I started working for a local CPA and I thought it was going to be a great job. I figured I could learn some light bookeeping and tax skills.  My first mistake was taking this job during tax season. The office I worked for is a very small office, meaning it was only me, the CPA and his wife. The CPA is an elderly man who has no patience when it comes to trying to teach others new skills. He got very frustrated with me on the 2nd or 3rd day I was there. I let it go.  He even told me “If I get frustrated with you, just overlook it”.  So I did a lot that week.  However, Friday, I made a mistake, nothing that couldn’t be fixed, just something that would take a little time to correct.  This happened at the end of the day, about 15 minutes before I was to get off work. He proceeded to get extremely frustrated with me, angry even. He berated me on and on for 25 minutes. At several points, he said “I thought you were brighter than this.” I knew it was his way of calling me stupid without calling me stupid.  I should mention that this 25 minutes was off the clock. However, he insisted I help him get the folders in order before I leave so I could work on it Monday. I didn’t protest because afterall, it was my mistake.  I don’t get upset about being corrected. I try to learn from things like that. However, his attitude and the things he said to me were uncalled for. When I finally got to leave, I walked out to my vehicle and cried all the way home.

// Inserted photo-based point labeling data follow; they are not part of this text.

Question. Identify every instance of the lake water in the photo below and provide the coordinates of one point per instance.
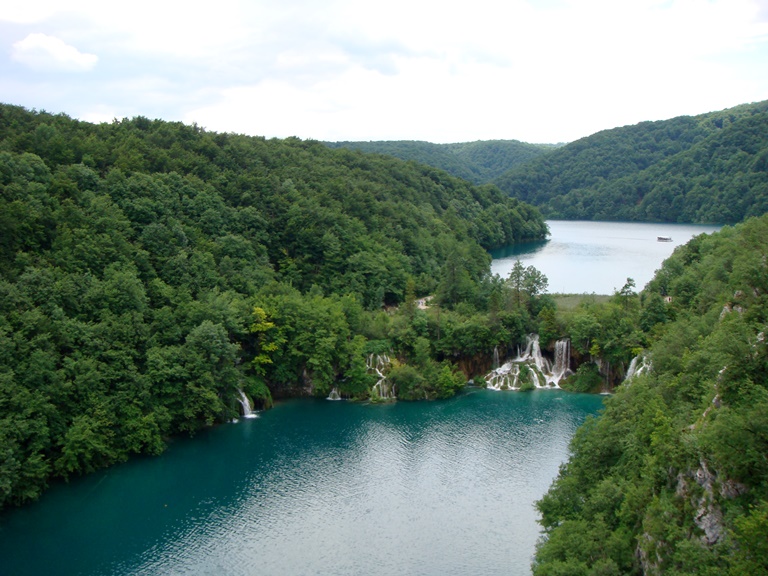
(585, 257)
(316, 487)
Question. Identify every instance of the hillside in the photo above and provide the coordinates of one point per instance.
(478, 162)
(673, 478)
(711, 168)
(153, 273)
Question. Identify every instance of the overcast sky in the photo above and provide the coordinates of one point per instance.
(436, 70)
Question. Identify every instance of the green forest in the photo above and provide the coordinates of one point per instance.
(149, 271)
(710, 168)
(672, 477)
(478, 162)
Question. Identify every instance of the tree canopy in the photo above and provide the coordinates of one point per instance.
(150, 271)
(710, 168)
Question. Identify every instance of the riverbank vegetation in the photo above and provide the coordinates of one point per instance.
(478, 162)
(672, 477)
(710, 168)
(150, 270)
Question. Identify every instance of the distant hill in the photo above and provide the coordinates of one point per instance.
(707, 168)
(478, 162)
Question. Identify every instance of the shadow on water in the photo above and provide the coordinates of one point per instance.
(518, 249)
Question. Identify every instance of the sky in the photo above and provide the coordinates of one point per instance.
(540, 71)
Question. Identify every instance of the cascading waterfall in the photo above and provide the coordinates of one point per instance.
(245, 403)
(378, 363)
(540, 371)
(639, 365)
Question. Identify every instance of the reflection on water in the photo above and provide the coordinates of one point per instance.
(316, 487)
(584, 257)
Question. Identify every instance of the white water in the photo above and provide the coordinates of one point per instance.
(378, 364)
(541, 372)
(639, 365)
(245, 404)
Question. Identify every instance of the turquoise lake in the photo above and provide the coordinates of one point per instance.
(316, 487)
(584, 257)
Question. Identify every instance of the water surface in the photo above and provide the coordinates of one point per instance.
(585, 257)
(316, 487)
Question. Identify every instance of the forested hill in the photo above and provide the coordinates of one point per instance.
(478, 162)
(711, 168)
(152, 272)
(672, 478)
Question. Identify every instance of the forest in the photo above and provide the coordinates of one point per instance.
(710, 168)
(672, 477)
(478, 162)
(707, 169)
(151, 271)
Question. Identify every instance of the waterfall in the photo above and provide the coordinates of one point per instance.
(245, 403)
(639, 364)
(377, 363)
(562, 360)
(543, 374)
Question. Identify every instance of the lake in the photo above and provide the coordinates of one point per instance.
(316, 487)
(584, 257)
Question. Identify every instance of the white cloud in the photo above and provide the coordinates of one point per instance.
(43, 52)
(439, 70)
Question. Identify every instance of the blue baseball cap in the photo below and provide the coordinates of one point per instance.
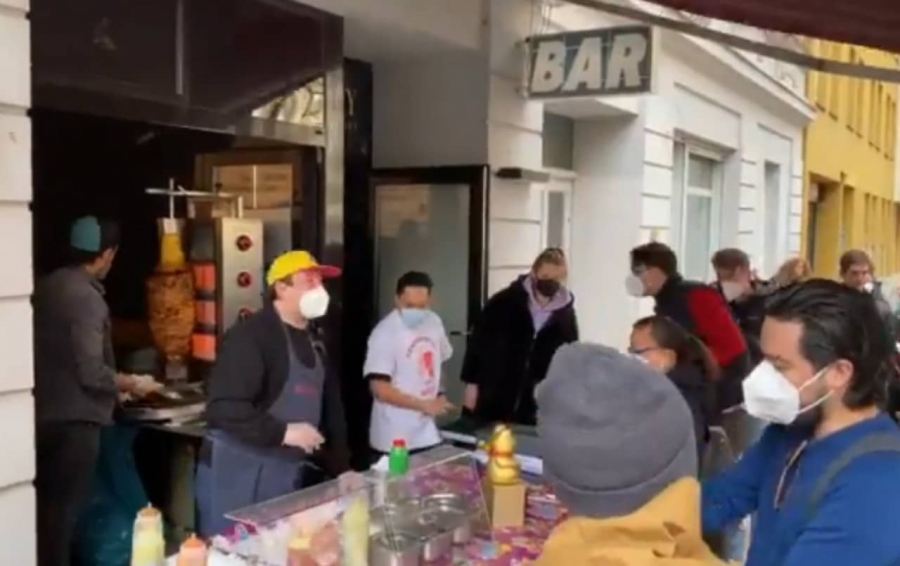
(86, 234)
(91, 235)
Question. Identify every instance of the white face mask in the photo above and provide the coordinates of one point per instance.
(769, 396)
(634, 286)
(314, 303)
(731, 290)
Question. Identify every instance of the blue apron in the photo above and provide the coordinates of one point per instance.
(239, 474)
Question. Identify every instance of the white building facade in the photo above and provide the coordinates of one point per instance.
(713, 158)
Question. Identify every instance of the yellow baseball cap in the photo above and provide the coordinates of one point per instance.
(290, 263)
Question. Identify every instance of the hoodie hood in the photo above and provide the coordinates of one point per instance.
(664, 532)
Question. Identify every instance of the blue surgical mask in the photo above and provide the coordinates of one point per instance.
(413, 317)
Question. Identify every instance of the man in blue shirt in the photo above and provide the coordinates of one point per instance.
(823, 479)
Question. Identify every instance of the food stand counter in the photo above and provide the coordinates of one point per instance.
(369, 510)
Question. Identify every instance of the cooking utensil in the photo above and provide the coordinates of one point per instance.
(451, 511)
(395, 549)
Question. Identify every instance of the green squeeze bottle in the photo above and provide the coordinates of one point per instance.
(398, 459)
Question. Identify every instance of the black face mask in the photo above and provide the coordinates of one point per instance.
(547, 287)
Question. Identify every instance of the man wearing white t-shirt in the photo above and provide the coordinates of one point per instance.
(403, 367)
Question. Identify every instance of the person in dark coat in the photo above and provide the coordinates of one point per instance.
(518, 332)
(746, 295)
(699, 309)
(666, 346)
(858, 271)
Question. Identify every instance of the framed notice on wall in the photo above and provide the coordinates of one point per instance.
(399, 205)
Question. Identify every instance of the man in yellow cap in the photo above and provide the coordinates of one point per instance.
(272, 402)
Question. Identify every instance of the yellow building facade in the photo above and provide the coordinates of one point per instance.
(850, 154)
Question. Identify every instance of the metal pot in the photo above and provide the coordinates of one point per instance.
(395, 549)
(450, 511)
(436, 534)
(395, 516)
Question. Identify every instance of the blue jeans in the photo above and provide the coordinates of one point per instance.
(743, 431)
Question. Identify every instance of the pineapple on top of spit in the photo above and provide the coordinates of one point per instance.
(502, 467)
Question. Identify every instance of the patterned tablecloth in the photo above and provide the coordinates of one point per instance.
(506, 546)
(495, 547)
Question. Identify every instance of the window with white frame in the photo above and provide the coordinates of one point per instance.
(699, 195)
(557, 214)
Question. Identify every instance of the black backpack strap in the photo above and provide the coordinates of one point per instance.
(879, 442)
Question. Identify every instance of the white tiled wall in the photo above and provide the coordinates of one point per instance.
(515, 127)
(17, 506)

Over the weekend, I contemplated what I should do.  I did need the job, but I new that the environment was toxic and if this is how he acted after only a week, it wasn’t going to get better. So I typed up my resignation letter, placed the office key in it, and dropped it off in the mail slot in the door at the office.  He was actually in the office when I got there but I parked around the building so I could drop it off without having to speak with him. I’m very non-confrontational and didn’t want to have to deal with his nasty attitude again.  I like to work, but I will not be verbally abused and stressed out like that.  No one deserves to be talked to like that.  He knew I didn’t have experience in this and that he’d have to train me. I get that it’s tax time, he’s busy and frustrated, but once again he knew this.  I’m disappointed in myself because I couldn’t stick it out.  But I knew I had to quit for the sake of my mental health.

There’s a quote that goes so well with this situation and it’s “People don’t quit jobs, they quit bosses.” This is so true in my case. If he had been more understanding I would have been willing to stay, no matter how busy the office got. But I refuse to stay somewhere I’m going to be belittled and go home in tears. No one should be spoken to like that but I don’t see him changing. He’s 72 and already set in his ways. But I’m not going to work there and put up with it.  Period.